- Founded: 17 October 2000
- Dissolved: 19 July 2019
- Ideology: Social democracy Pro-Europeanism
- Political position: Centre-left
- Members: Democratic Left Alliance; Labour Union; Social Democracy of Poland; People's Democratic Party [pl];
- Colors: Red
- Slogan: Return to normalcy - win the future. Przywróćmy normalność - wygrajmy przyszłość. (Polish)

= Democratic Left Alliance – Labour Union =

Coalition of political parties in Poland

Democratic Left Alliance – Labour Union (Sojusz Lewicy Demokratycznej-Unia Pracy, SLD-UP) was an electoral committee and a coalition of two Polish centre-left political parties: Democratic Left Alliance and Labour Union. At the national level, the alliance arose at the time of the 2001 parliamentary elections and continued through the 2004 elections to the European Parliament. The alliance came together again for the 2009 and 2014 European parliamentary elections.

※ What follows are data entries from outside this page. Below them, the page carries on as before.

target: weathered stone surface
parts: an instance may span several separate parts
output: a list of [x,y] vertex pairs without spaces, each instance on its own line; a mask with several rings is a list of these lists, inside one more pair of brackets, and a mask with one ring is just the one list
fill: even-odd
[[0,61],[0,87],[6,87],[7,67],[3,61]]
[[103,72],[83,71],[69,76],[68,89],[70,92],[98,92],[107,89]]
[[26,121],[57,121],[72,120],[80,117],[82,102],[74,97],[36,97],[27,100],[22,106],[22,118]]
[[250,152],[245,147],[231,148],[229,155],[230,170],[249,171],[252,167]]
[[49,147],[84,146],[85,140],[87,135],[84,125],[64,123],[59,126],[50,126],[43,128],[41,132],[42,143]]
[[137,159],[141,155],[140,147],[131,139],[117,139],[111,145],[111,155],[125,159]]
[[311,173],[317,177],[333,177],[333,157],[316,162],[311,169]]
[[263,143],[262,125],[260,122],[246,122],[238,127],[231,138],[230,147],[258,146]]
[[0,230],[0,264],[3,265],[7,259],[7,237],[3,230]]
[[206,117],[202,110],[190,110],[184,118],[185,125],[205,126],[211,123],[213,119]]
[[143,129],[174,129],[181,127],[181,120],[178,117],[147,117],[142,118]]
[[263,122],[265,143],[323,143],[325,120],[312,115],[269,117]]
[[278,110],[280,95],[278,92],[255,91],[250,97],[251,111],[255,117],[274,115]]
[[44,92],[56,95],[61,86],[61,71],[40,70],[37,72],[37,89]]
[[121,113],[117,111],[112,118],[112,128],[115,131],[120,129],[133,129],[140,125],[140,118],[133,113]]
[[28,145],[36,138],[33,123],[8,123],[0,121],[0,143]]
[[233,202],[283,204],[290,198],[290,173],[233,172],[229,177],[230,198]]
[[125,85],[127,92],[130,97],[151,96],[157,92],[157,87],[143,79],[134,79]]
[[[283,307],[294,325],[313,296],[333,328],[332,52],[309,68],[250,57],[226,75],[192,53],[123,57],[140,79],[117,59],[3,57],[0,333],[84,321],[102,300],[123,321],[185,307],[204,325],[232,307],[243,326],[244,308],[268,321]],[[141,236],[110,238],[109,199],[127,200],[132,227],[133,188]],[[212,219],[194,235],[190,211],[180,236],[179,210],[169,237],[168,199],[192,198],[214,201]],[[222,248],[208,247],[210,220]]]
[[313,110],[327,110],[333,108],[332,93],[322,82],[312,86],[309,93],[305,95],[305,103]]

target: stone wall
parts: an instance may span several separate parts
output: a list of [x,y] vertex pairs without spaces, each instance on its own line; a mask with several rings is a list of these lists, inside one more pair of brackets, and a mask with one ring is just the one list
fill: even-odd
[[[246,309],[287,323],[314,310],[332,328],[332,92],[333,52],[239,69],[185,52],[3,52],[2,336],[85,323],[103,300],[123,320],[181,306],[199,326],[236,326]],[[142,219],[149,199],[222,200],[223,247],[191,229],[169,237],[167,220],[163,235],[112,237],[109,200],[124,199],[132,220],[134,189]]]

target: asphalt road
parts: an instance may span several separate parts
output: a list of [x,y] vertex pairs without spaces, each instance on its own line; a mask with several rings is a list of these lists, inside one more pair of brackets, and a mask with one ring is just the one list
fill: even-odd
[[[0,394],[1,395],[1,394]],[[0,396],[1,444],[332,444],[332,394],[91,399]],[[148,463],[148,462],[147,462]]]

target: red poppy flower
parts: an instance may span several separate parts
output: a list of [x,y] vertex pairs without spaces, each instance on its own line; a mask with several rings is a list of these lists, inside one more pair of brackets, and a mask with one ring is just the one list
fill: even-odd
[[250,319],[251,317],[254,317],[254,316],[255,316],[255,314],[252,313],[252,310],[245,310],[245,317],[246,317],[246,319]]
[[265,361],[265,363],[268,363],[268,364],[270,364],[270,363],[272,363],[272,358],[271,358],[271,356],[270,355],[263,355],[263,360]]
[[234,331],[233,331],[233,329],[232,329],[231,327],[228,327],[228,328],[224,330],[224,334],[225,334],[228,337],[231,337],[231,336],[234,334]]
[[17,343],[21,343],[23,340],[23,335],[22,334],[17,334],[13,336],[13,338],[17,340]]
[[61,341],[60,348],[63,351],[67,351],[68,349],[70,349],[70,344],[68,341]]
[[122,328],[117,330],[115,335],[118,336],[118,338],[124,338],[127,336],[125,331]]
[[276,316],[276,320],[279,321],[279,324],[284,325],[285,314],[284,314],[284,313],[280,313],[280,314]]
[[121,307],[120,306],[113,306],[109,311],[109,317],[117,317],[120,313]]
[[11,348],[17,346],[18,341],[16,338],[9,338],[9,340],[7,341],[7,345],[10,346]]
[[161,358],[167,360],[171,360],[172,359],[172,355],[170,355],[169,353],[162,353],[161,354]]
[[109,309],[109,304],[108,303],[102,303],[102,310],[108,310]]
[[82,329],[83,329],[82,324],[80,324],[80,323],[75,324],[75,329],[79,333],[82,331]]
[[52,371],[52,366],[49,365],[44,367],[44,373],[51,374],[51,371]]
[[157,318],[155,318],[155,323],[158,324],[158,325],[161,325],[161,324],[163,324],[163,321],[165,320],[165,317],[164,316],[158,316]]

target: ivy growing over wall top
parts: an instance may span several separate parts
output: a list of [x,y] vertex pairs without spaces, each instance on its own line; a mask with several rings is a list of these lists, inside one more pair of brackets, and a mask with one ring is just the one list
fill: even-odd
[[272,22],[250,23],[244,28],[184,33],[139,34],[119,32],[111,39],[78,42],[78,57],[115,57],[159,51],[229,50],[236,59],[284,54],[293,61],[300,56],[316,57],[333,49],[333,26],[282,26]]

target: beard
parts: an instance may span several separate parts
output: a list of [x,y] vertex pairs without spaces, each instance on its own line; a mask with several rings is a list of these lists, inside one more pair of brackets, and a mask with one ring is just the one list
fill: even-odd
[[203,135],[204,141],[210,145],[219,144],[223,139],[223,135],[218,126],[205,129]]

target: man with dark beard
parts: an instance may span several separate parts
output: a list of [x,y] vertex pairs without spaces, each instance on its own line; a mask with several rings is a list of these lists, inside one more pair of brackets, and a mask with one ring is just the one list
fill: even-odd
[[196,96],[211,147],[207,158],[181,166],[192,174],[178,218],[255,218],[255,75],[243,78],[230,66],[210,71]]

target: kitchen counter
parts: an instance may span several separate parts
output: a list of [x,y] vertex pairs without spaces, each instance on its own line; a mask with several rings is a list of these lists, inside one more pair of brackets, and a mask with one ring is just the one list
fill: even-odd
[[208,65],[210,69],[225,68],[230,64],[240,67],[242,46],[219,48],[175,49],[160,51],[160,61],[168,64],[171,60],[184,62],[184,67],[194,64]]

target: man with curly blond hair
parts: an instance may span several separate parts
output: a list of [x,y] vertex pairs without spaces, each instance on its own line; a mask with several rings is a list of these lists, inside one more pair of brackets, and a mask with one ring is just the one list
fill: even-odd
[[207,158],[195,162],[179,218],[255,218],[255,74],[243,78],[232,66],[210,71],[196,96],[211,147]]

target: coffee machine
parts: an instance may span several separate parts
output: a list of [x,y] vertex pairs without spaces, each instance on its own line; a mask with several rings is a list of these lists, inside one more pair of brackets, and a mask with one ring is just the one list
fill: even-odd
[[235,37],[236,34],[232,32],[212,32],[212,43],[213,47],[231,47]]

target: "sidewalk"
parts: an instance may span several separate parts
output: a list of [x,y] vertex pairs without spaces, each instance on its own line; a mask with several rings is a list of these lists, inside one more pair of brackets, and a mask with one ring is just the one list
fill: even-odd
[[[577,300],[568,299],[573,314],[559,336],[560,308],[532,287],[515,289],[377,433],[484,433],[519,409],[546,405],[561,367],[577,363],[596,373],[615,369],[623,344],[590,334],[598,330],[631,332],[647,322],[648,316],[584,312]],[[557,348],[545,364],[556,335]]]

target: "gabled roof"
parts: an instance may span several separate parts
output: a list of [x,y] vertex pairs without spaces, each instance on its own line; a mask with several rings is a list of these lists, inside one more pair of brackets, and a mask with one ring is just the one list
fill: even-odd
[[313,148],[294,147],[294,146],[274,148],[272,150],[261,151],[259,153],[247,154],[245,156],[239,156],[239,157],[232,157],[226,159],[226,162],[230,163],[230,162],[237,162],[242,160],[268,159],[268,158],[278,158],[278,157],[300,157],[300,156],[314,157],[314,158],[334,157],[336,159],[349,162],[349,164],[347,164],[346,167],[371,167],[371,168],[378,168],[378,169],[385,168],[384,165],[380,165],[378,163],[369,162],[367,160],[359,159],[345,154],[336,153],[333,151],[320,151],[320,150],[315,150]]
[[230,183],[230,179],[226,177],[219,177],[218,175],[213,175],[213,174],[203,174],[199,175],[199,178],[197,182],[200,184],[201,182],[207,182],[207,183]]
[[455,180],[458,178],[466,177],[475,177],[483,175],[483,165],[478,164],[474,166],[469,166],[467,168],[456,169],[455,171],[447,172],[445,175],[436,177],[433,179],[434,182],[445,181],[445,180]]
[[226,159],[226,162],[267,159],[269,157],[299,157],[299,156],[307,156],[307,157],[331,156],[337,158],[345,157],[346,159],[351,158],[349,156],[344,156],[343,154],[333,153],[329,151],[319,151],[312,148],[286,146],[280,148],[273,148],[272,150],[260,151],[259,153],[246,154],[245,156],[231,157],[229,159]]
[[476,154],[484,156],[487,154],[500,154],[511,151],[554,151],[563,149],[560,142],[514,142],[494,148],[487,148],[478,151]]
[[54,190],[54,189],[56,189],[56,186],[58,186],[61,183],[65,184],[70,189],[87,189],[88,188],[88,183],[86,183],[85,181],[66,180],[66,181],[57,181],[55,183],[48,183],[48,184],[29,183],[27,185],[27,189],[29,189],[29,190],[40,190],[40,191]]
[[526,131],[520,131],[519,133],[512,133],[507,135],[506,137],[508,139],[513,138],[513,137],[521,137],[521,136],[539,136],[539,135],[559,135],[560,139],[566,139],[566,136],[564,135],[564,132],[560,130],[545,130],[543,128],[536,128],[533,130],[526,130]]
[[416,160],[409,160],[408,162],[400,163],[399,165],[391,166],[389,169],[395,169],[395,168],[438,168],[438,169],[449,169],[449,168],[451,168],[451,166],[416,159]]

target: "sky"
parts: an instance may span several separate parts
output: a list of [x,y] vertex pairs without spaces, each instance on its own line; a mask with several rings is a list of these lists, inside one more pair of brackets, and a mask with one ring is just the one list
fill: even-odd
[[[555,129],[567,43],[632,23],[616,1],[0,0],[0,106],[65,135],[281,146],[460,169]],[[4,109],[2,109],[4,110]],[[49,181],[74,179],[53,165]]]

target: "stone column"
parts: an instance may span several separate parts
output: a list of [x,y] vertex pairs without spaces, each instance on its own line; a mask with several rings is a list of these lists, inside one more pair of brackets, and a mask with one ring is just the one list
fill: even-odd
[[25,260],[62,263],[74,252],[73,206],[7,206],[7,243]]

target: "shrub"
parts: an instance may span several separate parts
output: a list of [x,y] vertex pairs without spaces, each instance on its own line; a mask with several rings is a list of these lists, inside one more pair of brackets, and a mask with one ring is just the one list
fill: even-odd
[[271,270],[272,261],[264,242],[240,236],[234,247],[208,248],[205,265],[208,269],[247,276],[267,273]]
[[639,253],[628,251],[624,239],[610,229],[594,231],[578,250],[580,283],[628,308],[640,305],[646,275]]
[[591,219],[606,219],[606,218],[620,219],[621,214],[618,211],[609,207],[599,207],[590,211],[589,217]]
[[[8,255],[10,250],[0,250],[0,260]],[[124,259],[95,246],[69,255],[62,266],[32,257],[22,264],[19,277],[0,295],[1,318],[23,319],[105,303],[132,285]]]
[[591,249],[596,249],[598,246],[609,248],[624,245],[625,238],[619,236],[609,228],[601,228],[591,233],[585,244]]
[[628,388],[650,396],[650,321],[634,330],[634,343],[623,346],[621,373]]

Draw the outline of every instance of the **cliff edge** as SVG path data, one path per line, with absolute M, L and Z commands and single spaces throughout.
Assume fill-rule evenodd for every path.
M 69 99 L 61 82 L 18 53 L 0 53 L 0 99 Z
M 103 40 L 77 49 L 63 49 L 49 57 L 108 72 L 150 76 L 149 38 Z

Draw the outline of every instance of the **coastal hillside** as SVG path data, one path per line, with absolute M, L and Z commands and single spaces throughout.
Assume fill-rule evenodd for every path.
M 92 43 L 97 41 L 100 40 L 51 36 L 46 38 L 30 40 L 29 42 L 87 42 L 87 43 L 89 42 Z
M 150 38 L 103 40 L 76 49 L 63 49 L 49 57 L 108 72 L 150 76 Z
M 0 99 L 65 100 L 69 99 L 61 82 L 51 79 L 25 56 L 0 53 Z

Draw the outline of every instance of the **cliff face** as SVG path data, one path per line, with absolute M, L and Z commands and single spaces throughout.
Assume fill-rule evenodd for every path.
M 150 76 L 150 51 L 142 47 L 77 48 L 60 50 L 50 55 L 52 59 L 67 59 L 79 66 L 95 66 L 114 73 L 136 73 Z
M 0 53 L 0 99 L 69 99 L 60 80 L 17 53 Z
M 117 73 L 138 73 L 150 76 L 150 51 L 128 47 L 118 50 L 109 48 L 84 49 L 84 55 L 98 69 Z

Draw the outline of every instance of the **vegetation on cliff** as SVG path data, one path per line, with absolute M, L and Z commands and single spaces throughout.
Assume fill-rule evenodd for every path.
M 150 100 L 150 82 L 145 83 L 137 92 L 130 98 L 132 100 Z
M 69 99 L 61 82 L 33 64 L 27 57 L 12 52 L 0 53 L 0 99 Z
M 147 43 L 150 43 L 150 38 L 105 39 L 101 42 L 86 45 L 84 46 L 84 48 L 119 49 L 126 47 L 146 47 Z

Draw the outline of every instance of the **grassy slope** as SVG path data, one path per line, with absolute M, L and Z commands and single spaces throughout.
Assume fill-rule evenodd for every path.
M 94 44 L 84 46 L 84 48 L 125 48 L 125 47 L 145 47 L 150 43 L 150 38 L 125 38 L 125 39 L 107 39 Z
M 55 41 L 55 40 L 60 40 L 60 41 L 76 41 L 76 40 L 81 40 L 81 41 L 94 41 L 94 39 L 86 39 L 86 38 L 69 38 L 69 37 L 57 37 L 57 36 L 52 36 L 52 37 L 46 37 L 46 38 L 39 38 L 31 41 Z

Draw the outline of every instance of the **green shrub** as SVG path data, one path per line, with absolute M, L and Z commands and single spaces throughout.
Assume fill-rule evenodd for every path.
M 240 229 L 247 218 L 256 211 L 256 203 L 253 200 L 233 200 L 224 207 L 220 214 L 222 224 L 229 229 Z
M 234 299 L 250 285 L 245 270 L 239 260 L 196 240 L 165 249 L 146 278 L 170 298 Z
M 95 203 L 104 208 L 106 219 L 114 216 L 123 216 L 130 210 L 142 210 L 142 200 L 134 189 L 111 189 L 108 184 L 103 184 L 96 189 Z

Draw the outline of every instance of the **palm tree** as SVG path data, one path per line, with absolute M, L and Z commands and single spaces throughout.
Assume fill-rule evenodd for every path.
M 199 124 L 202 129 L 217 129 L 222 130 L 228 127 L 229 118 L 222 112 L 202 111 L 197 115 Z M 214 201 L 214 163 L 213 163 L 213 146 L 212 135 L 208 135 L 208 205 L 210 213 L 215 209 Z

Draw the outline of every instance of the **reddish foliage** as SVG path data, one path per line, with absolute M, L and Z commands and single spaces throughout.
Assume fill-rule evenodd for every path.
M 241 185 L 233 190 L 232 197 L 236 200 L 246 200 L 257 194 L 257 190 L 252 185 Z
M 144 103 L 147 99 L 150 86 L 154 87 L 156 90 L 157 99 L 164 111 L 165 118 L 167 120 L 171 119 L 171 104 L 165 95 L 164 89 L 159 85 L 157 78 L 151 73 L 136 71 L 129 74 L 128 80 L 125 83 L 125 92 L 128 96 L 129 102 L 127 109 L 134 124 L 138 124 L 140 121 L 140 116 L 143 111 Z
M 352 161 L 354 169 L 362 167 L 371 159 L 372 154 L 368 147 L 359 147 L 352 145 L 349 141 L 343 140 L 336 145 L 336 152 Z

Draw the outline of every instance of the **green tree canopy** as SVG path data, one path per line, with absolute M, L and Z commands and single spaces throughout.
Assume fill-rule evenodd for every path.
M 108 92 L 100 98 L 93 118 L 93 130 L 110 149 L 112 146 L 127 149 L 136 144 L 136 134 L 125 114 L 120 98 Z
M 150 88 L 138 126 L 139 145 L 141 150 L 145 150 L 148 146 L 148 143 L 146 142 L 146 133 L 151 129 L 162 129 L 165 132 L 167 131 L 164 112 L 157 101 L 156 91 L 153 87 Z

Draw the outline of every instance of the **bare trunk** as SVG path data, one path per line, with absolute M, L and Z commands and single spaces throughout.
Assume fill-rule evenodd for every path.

The SLD-UP won a stunning victory at the 2001 parliamentary elections, gaining 41% of the vote, and formed the government with the Polish People's Party. During the 2001–2005 term, there occurred a splintering of the alliance and there came into being four left-wing political caucuses in the Polish parliament:

- Democratic Left Alliance (SLD)
- Labour Union (UP)
- Social Democracy of Poland (SDPL)
- People's Democratic Party (PLD)

The SLD-UP maintained their alliance for the European parliamentary elections of 2004, and won five seats with 9.3% of the vote, a sharp decline from the national elections in 2001.

In the 2005 parliamentary elections, SDPL, Labour Union and Greens 2004 formed a joint electoral committee, under the leadership of the SDPL, and most of the PLD members joined Self-Defense of the Republic of Poland.

Following the relatively poor performance of the SDPL-UP-Greens at the 2005 parliamentary elections (they polled 3.9% and failed to break the 5% parliamentary threshold), and the overwhelming success of right-wing parties, the SDPL and UP sought to reapproach the SLD, and seek a new understanding. A new alliance was born in 2006-07, the Left and Democrats, which consisted of the three left-wing parties, SLD, SDPL and UP as well as the centrist Democratic Party (PD). Left and Democrats contested the 2007 parliamentary elections and polled 13.2% of the vote. SLD, SDPL and PD saw several of their representatives elected to the Sejm, but the UP failed to elect any members. In 2008, following a rift between the constituent parties of the Left and Democrats, the alliance came to an end with PD and SDPL leaving the alliance in April. These two went on to form the Agreement for the Future, together with the Greens 2004, for the 2009 European elections. The Labour Union, however, chose to maintain its alliance with SLD, and at the elections SLD-UP polled 12.3%, electing seven representatives to the European Parliament.

The SLD-UP coalition was reactivated for the 2014 European Parliament elections. It received 9.4% of the votes and won five seats.

SLD and UP also participated together in a broader left-wing coalition SLD Left Together that contested the 2014 and 2018 local elections.